West Seattle's Lou Magor joined Heart and Bonham on stage in a triumphant finale to Bumbershoot concert
Performing with Pat Wright and Total Experience Gospel Choir the music was amazing
In a overwhelmingly powerful display of talent and mastery of their own back catalog of hit songs, Heart carried the torch for Led Zeppelin lit earlier in the evening by none other than Jason Bonham, son of the late drummer for the classic rock band, John Bonham on Aug 31 at Seattle's Bumbershoot festival.
West Seattle's own Lou Magor, owner and impressario at Kenyon Hall on 35th SW joined Heart and Bonham on stage for the final song, Stairway to Heaven.
Earlier in the day Magor, providing keyboards, performed with the Total Experience Gospel Choir led by Pat Wright, on the Starbucks stage.
Magor's appearance with Heart capped an extraordinary night that began with Bonham and his band providing the "Led Zeppelin Experience." They performed amazingly accurate versions of some of Led Zeppelin's best songs, dipping into a couple of lesser known songs during the set including "Nobody's Fault But Mine" from the Presence album.
Then Heart took the stage after an intermission and rocked the crowd with over an hour of their own hits from "Barracuda" to" Dog and Butterfly".
For "Crazy on You" Pearl Jam's Mike McCready joined them on stage. Heart's love of and homage to Led Zeppelin is well known throughout their four decade career but on this evening it couldn't have been more evident.
After leaving to thunderous applause Heart returned and performed an almost complete second show but this time doing all Led Zeppelin songs from Immigrant Song to Kashmir. The crowd responded not with lit cellphones held high during the slower songs but in an almost time warped experience, many held up lighters just as people did in the 1970's.
Heart's clarity of performance was unmistakable and their mastery of the arrangements built by Jimmy Page and Robert Plant originally was stunning.
Both Jason Bonham and Bonham's guitarist Tony Catania also joined Heart for the finale - Bonham was a thunderstorm on drums, then Catania's brilliant guitar work, some on double neck, layered perfectly his with Nancy Wilson's own. Heart's drummer, Ben Smith for the first time on the tour, joined Bonham on stage for an earthquaking version of "Kashmir".

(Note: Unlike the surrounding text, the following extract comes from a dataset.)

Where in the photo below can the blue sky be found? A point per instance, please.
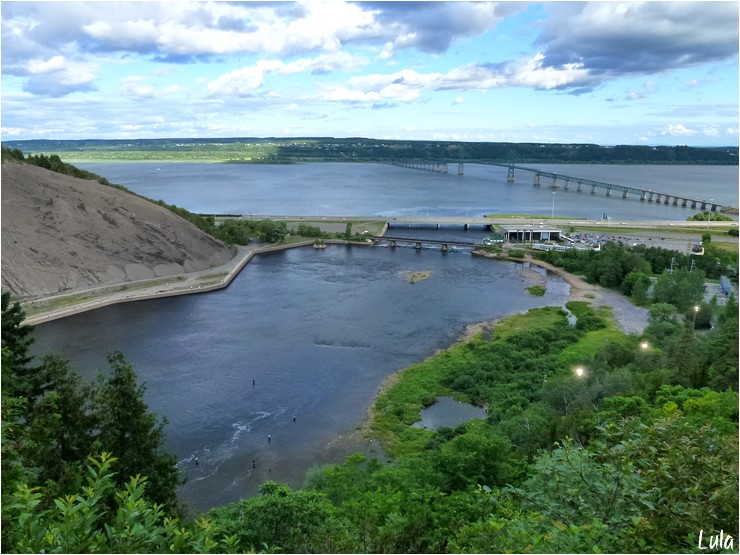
(656, 73)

There is simply no denying the enduring quality of the Led Zeppelin song writing craft. The themes, the sheer power, the arrangements, are so staggeringly good that they will endure for generations to come. At the show there was a boy, probably 10 years old in front of me with his parents. I've BEEN to Led Zeppelin concerts. I said to my wife, " This is just like a Led Zeppelin concert!"
That boy... he turned and gave me the most serious look and mouthed the words..."I KNOW!"... It was both hilarious and spot on. I really thought I'd never hear that music live again, presented so perfectly. I was wrong. Jason and his band honor not only the original band but the amazing legacy of the catalog. To know that kids are aware of the music, love it and GET it... that's something.
The finale was nothing short of transcendent. Magor who has been touring with Pat Wright and Heart this summer led the Total Experience Gospel Choir in a recreation of the performance of the song Heart did with Bonham during the Kennedy Center Honors of Led Zeppelin last year. The choir rehearsed their part at Kenyon Hall for this event. Magor and Wright went ahead of Heart on tour to recruit and rehearse choir members in each city, often singing parts themselves to round out the sound.
The choir, the band, their voices blending toward the dynamic crescendo had the entire Key Arena crowd on its feet, singing along with what has been called the greatest rock song ever written. Ann Wilson's powerful voice sailed atop the crushing drums, booming bass, and searing guitar as the choir punctuated and expanded the sound, moving with the music.
The crowd was surging, and singing along, bursting into massive applause and cheers, then Wilson sang the final phrase, and the crowd joined in, " And she's buying a stairway to heaven."